Anjos do Brasil considera Marco Legal das Startups insuficiente para acelerar o crescimento do ecossistema no país

A Anjos do Brasil considera que a versão final do Marco Legal das Startups aprovado traz poucos avanços e é insuficiente para que o ecossistema de startups brasileiro tenha as condições de alcançar todo o seu potencial.

Como pontos positivos, reforça a segurança jurídica tanto para investidores como em negócios entre a empresa e governo, abre possibilidades em licitações com valores limitados e apresenta o Sandbox regulatório, com o respaldo da legislação e da definição de startup enunciada.

“São melhorias insuficientes para potencializar a velocidade de crescimento do ecossistema e colocar o Brasil em linha com a regulamentação dos ecossistemas mais inovadores do mundo, o que é fundamental para startups, que participam de um mercado global”, disse a entidade, em nota.

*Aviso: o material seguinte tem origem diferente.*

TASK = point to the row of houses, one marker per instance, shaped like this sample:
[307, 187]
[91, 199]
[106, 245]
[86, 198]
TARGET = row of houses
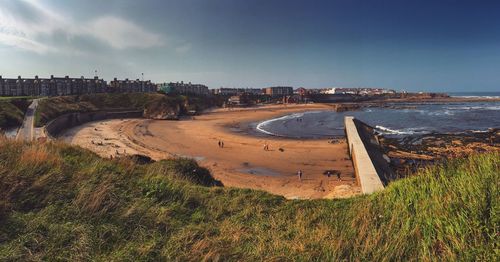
[182, 88]
[61, 86]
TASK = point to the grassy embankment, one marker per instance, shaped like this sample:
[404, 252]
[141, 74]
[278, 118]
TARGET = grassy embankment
[53, 107]
[59, 202]
[12, 111]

Foram excluídos da lei os artigos referentes às questões de Stock Options, enquadramento das S/A no Simples Nacional e equiparação do tratamento tributário de investimento anjo e outros investimentos isentos, elementos fundamentais para que startups tenham as condições necessárias para crescer.O Marco Legal de Startups – instituído pela Lei Complementar 182/2021 é uma legislação que estabelece princípios, diretrizes e define startups, que passam a ser consideradas como parte do ecossistema de inovação brasileiro

Sinopse dos principais pontos

  • Definição de startup (art. 4º) – poderão ser classificadas como startups as empresas e sociedades cooperativas com até 10 anos de fundação, atuantes na inovação aplicada a produtos, serviços ou modelos de negócios, e que tenham receita bruta de até R$ 16 milhões no ano anterior e até dez anos de inscrição no CNPJ.
  • Caracterização de Investidor Anjo (art. 2º, inciso I) – investidor-anjo: investidor que não é considerado sócio nem tem qualquer direito à gerência ou a voto na administração da empresa, não responde por qualquer obrigação da empresa e é remunerado por seus aportes;
  • Investimento (art. 5º) – pode ser efetuado por pessoa física ou jurídica, inclui as modalidades de aporte mais comuns no ecossistema (como o Contrato de Mútuo) e clarifica que o investidor não pode ser considerado parte do quadro societário antes da conversão.
  • Aumento da segurança jurídica para o investidor (art. 8º) – investidores não responderão por qualquer dívida da empresa com os próprios bens (desconsideração da personalidade jurídica), exceto em casos de dolo, fraude ou simulação de investimento.
  • Recursos para inovação (art. 9º) – empresas que possuem obrigações de investimento em pesquisa poderão aplicar esses recursos em startups por meio de fundos patrimoniais ou FIPs.
  • Sandbox regulatório (art. 11) – autoriza órgão e entidades da administração pública a organizar programas de ambiente regulatório experimental, permitindo a exploração de inovação experimentais em setores que têm ambientes regulados.
  • Licitações (arts. 12 e 13) – autoriza a administração pública a contratar startups para o teste de soluções inovadoras por meio de licitação na modalidade especial descrita nessa legislação.